Problem #1: A 50.0 mL volume of 0.150 M HBr is titrated with 0.250 M KOH. Calculate the pH after the addition of 11.0 mL of KOH.

Solution:

1) Determine excess reagent:

HBr ---> (0.150 mol/L) (0.0500 L) = 0.00750 mol
KOH ---> (0.250 mol/L) (0.0110 L) = 0.00275 mol

HBr(aq) + KOH(aq) ---> KCl(aq) + H2O(ℓ)

HBr and KOH react in a 1 to 1 molar ratio. Since HBr is greater in amount, it is the excess reagent.

2) Determine amount of HBr remaining after reaction:

0.00750 mol − 0.00275 mol = 0.00475 mol

3) Determine molarity of remaining HBr and the pH:

0.00475 mol divided by 0.0610 L = 0.077869 M

pH = −log 0.077869 = 1.109


Problem #2: At 298 K, 25.0 cm3 of a solution of strong acid contained 0.00150 moles of hydrogen ions. Calculate the pH of the solution formed after the addition of 50.0 cm3 of 0.150 M NaOH to the original 25.0 cm3 of acid.

Solution:

1) We know how many moles of hydrogen ion are present before reaction. We need to determine the moles of hydroxide that are present before reaction:

moles = MV ---> (0.150 mol/L) (0.0500 L) = 0.00750 mol

I won't bother showing the cm3 to mL to L conversion.

2) The H+ ions and the OH¯ ions react in a 1:1 molar ratio:

H+ + OH¯ ---> H2O

3) Clearly, the hydroxide is in excess. Determine the left over hydroxide:

0.0075 mol − 0.0015 mol = 0.0060 mol
4) The next step is to determine the molarity of the hydroxide in the volume of the two solutions when mixed:
0.0060 mol / 0.0750 L = 0.080 M

5) Now, for the pOH:

pOH = −log 0.080 = 1.09691

6) And the pH:

14 − 1.09691 = 12.90309

Three sig figs is the best answer:

12.903


Problem #3: What is the pH in the titration of 90.0 mL of 0.100 M HCl after the addition of 85.0 mL 0.100 M NaOH?

Solution:

1) Determine excess reagent:

HCl ---> (0.100 mol/L) (0.0900 L) = 0.00900 mol
NaOH ---> (0.100 mol/L) (0.0850 L) = 0.00850 mol

HCl(aq) + NaOH(aq) ---> NaCl(aq) + H2O(ℓ)

HCl and NaOH react in a 1 to 1 molar ratio. Since HCl is greater in amount, it is the excess reagent.

2) Determine amount of HCl remaining after reaction:

0.00900 mol − 0.00850 mol = 0.00050 mol

3) Determine molarity of remaining HCl and the pH:

0.00050 mol / 0.175 L = 0.002857 M

pH = −log 0.002857 = 2.544


Problem #4: A 20.0 mL sample of 1.50 M HCl is titrated with 1.00 M NaOH. Calculate the pH after the following volumes of base have been added:

(a) 29.0 mL; (b) 30.0 mL; (c) 31.0 mL

First, I'll write the chemical equation (as if you don't already know it):

HCl(aq) + NaOH(aq) ---> NaCl(aq) + H2O(ℓ)

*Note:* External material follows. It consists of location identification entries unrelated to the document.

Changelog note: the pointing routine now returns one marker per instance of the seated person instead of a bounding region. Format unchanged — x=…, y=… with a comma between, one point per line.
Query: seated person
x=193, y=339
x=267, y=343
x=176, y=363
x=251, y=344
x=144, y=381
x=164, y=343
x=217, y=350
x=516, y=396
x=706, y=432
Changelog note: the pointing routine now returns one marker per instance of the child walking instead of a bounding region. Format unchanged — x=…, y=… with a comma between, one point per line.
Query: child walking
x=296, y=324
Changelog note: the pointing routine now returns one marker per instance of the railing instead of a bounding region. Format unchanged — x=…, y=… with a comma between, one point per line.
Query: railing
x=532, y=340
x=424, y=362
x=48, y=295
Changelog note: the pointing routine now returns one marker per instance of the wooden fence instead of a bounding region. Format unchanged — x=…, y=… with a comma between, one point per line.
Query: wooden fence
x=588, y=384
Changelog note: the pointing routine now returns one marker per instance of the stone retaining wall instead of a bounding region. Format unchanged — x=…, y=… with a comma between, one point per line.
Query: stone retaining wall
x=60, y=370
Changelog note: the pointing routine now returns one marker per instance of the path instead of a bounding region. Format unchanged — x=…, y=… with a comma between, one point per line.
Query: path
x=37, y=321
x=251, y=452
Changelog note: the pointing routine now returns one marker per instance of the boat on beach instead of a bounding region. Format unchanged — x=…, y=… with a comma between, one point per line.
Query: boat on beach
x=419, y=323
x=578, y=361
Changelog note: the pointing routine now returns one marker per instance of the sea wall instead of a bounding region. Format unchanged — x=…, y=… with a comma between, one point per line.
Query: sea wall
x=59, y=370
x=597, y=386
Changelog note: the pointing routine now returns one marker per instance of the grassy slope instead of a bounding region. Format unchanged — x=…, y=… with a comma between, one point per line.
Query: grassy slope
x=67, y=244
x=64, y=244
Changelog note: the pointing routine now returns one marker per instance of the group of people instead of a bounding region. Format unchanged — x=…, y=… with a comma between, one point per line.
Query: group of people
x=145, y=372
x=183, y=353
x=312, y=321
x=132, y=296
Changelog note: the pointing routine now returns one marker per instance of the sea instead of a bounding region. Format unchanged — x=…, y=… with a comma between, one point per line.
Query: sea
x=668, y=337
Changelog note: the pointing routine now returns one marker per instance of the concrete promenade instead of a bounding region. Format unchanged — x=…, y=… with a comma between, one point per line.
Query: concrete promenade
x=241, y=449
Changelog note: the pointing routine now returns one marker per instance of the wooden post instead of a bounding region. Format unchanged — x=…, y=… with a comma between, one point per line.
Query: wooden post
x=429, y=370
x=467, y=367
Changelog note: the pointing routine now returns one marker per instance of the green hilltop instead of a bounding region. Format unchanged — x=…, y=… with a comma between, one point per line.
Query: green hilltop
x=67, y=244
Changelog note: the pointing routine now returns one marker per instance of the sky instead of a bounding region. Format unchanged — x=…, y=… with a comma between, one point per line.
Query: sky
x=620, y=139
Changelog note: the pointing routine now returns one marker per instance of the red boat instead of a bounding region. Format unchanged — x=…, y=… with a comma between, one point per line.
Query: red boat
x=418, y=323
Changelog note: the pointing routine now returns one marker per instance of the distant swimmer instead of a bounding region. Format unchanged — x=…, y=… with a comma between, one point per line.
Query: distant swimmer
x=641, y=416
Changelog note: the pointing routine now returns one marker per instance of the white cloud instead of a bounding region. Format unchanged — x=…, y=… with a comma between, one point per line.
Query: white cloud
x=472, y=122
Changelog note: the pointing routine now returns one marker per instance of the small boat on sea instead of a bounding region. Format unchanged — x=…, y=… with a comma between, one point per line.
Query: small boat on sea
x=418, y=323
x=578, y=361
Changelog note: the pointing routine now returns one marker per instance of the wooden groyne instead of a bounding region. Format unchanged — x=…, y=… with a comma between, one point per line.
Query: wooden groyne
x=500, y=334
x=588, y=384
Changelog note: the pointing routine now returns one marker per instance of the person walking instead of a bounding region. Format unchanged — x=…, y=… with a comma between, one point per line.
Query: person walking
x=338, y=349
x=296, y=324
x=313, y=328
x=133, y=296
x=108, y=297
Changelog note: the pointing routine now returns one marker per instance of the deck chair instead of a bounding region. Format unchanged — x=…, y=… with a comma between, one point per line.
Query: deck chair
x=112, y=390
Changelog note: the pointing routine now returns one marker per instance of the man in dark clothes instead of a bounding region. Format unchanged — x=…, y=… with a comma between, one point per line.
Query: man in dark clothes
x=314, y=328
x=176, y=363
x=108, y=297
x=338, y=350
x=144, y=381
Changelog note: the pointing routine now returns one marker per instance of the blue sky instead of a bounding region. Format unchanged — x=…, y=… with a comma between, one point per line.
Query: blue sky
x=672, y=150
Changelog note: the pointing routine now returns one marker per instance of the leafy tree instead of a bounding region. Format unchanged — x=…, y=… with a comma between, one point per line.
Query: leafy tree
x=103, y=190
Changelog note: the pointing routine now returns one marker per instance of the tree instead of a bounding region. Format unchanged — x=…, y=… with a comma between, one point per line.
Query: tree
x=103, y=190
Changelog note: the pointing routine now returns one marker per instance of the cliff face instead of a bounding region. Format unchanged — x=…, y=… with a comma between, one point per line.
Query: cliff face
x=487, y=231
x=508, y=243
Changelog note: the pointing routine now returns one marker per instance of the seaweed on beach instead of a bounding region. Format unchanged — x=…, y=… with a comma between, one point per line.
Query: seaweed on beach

Second, let's do the HCl amount (in millimoles):

(1.50 mmol/mL) (20.0 mL) = 30.0 mmol

Solution to (a):

1) Determine mmol of NaOH:

(1.00 mmol/mL) (29.0 mL) = 29.0 mmol

2) Determine amount of HCl left over:

30.0 − 29.0 = 1.0 mmol

3) Determine molarity of the remaining HCl:

1.0 mmol / 49.0 mL = 0.020408 M

4) Determine pH:

pH = −log 0.020408 = 1.69

Solution to (b):

1) Determine mmol of NaOH:

(1.00 mmol/mL) (30.0 mL) = 30.0 mmol

2) Determine amount of HCl left over:

30.0 − 30.0 = 0.0 mmol

HCl and NaOH were in stoichiometrically equal amounts, There was no limiting reagent.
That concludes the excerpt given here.